カルダモン

デューン/スーパープレミアム[砂の惑星・特別篇]のカルダモンのレビュー・感想・評価

4.5
私にとってファーストコンタクトであるリンチ版こそがデューン・砂の惑星なので思い入れもひとしお。でも、長く慣れ親しんでいる劇場公開版というのは擁護しきれないほど説明不足が甚だしいので、私は主にビジュアル面やキャラの濃さを褒めちぎっていた。説明不足も味だ!と。説明なんてものは湧き立つ想像力の前には無力だ!と盲信していた。しかしいかんともしがたい事実として、やっぱり単純に伝わりづらいのはつらい。
その点、スーパープレミアム版(以下TV長尺版)ではカットされてしまった重要シーンが追加されているので、物語の難解さはある程度軽減されている。また固有名詞や独自の用語がある程度頭に入っていれば相関図もわりとすんなり入ってくる。ただ、TV長尺版には不満点も大いに残る。私的には冒頭部のシーン(皇帝の娘イルランによる回顧録)がバッサリと無くなっている点が許せない。TV長尺版のオープニングでは宇宙ギルドやベネ・ゲセリット、ハンコンネン家やアトレイデス家の歴史をイラストを使って振り返るというシーンに置き換わっているのだが、この変更がどういった流れで追加されたものなのか興味深い。オープニングこそ世界観(説明という意味ではなく)を伝える重要な役割があるはずなのに、明らかに全体像から浮いて見える。TV長尺版が制作されるにあたりデヴィッド・リンチは監督名義から外れており、架空の監督アラン・スミシーになっているので、誰の手によるものなのか真相は藪の中。

リンチが描いたDUNEの魅力は世界観が突出しているということに尽きる。38歳長編三本目ながら臆せずに趣味を貫き通す姿勢もすごい。登場人物の顔ぶれも独特な世界の構築に一役も二役も買っていて見ていて飽きない。2時間で描き切れない内容であっても、ビジュアルの力によって消えない記憶として刻み込んでくれた。
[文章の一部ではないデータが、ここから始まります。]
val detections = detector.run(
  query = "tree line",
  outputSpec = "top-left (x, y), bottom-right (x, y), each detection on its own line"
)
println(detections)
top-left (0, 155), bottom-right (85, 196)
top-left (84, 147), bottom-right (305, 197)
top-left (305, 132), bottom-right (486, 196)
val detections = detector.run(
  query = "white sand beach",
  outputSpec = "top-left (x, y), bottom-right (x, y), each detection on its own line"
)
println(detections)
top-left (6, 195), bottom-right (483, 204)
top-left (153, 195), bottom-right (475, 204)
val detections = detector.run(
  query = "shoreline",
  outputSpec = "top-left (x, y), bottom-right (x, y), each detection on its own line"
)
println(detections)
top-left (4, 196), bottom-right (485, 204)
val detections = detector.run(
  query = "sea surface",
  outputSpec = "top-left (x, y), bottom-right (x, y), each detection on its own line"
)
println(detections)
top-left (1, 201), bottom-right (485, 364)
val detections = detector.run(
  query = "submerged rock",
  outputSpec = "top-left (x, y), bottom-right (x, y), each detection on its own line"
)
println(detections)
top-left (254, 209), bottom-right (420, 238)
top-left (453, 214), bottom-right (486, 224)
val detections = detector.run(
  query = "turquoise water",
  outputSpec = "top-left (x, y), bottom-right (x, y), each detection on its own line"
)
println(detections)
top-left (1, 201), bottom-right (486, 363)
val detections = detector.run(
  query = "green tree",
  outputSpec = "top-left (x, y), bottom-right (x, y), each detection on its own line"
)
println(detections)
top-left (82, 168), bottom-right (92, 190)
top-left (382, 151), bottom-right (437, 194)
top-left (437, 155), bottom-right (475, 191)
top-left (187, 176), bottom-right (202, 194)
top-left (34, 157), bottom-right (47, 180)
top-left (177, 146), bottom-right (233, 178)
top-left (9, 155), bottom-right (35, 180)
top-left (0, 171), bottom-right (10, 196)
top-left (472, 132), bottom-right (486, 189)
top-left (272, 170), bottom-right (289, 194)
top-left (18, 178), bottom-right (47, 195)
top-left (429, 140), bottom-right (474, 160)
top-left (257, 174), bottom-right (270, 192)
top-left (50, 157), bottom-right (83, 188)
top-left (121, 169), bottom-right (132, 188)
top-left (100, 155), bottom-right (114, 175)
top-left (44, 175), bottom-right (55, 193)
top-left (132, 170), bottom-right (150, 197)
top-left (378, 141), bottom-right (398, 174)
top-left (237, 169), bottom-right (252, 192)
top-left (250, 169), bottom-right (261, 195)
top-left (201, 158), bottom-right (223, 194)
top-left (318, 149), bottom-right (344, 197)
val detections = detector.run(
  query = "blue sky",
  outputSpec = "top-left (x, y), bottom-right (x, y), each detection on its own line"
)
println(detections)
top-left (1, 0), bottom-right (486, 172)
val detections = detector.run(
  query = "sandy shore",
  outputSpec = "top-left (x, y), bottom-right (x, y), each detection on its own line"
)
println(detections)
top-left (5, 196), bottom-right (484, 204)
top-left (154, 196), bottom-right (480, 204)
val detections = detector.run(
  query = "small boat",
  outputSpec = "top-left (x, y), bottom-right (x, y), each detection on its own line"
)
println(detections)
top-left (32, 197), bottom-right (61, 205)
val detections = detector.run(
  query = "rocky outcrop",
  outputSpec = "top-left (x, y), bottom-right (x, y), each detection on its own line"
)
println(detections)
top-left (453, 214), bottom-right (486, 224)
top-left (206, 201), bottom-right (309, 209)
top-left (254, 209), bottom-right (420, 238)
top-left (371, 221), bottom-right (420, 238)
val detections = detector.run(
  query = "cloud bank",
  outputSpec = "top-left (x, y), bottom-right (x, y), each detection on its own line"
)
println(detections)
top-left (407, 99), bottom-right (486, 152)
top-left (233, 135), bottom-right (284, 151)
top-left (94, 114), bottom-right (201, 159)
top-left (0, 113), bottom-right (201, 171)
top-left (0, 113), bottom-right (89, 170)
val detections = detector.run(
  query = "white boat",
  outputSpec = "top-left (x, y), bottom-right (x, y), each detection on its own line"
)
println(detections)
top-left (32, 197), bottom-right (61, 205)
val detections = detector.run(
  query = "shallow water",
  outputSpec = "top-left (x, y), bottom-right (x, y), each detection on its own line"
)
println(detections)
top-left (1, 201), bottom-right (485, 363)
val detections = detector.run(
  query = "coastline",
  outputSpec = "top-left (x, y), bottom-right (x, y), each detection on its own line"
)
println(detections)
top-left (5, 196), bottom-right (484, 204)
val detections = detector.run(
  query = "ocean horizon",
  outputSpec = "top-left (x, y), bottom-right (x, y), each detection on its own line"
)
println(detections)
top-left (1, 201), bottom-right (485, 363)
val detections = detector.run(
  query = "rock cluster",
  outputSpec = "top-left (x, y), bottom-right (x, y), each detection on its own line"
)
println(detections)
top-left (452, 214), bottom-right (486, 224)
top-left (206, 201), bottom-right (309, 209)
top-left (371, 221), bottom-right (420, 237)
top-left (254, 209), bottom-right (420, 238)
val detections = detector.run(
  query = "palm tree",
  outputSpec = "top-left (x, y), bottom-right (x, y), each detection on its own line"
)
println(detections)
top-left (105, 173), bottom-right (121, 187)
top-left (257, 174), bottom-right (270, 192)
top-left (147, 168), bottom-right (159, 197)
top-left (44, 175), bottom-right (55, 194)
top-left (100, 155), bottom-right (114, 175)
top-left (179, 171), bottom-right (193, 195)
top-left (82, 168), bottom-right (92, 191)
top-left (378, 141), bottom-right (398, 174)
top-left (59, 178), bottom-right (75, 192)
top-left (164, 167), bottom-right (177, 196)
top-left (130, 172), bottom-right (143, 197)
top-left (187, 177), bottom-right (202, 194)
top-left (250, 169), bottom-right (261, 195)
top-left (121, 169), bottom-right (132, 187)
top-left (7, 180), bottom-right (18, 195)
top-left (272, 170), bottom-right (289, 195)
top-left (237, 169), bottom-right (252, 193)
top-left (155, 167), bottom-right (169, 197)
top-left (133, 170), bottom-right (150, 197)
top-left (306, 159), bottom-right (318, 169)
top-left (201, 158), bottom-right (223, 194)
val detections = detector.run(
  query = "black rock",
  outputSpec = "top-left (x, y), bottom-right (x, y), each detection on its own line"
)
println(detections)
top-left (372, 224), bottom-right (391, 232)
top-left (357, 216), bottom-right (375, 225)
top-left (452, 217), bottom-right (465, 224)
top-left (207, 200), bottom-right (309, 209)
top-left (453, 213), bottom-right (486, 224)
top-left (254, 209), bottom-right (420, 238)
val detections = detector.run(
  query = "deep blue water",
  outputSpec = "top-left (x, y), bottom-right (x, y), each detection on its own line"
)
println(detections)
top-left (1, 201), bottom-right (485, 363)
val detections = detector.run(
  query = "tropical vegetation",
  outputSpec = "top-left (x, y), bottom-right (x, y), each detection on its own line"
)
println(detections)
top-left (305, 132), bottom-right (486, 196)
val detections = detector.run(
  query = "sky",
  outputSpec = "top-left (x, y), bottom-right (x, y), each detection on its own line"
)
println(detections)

結局のところ劇場公開版についてはデヴィッド・リンチ本人にファイナルカット権が与えられず、本来ならば4時間の作品だったところを不本意に短縮された未完成の作品だったのだと思う。リンチが劇場公開版から自身のクレジットを消したかったというのもこの作品自体が失敗だということではなく、映画会社側による意に沿わない編集の問題だったそうです。
その後、リンチ自身が自分の意図した通りの長尺版を復活させる企画が立ち上がったらしいのですが、残念ながら頓挫したとのこと。今からでも遅くない(いやだいぶ遅いが)失われたフィルムを発掘し完全版を復活させてくれやしないか。リンチの長尺版は荒編集ではあるものの公開当時にブラジルの一部で上映されたという話があり、実在はしていたらしいので、どこかの倉庫に眠っているに違いない。


余談
某 tubeでDUNE関連の動画を漁っていたところ非公式のファンエディット版なるものを発見。日本語字幕付きだったのでモノは試しと興味半分で見始めたところ、これがなかなか素晴らしい出来栄えで驚きました。作成者の解説によれば劇場公開版とTV長尺版をベースに未公開映像素材と第7稿脚本や本人の証言などから分析して再構成したというシロモノで、かなり理想形に近いのではと想像。たぶん制作者本人も完全版を観たいあまりに作ったのだろう。お気持ちお察しします。

劇場公開版、TV長尺版とあわせてヴィルヌーヴ版と比較するのは楽しいと思う。夏にはリンチ版が4Kで劇場公開されることが決定したのでとても楽しみ。
改めて思ったことはやっぱりIMAXフォーマットよりも横長のシネマスコープサイズが好きだってこと。映画っぽいから。

どうでもいいけどフィルマークスのジャンル分け的には[ホラー]なんですかね?たしかにリンチの美しくて不気味で不快で悪夢的な描写は実質ホラーといえるかも。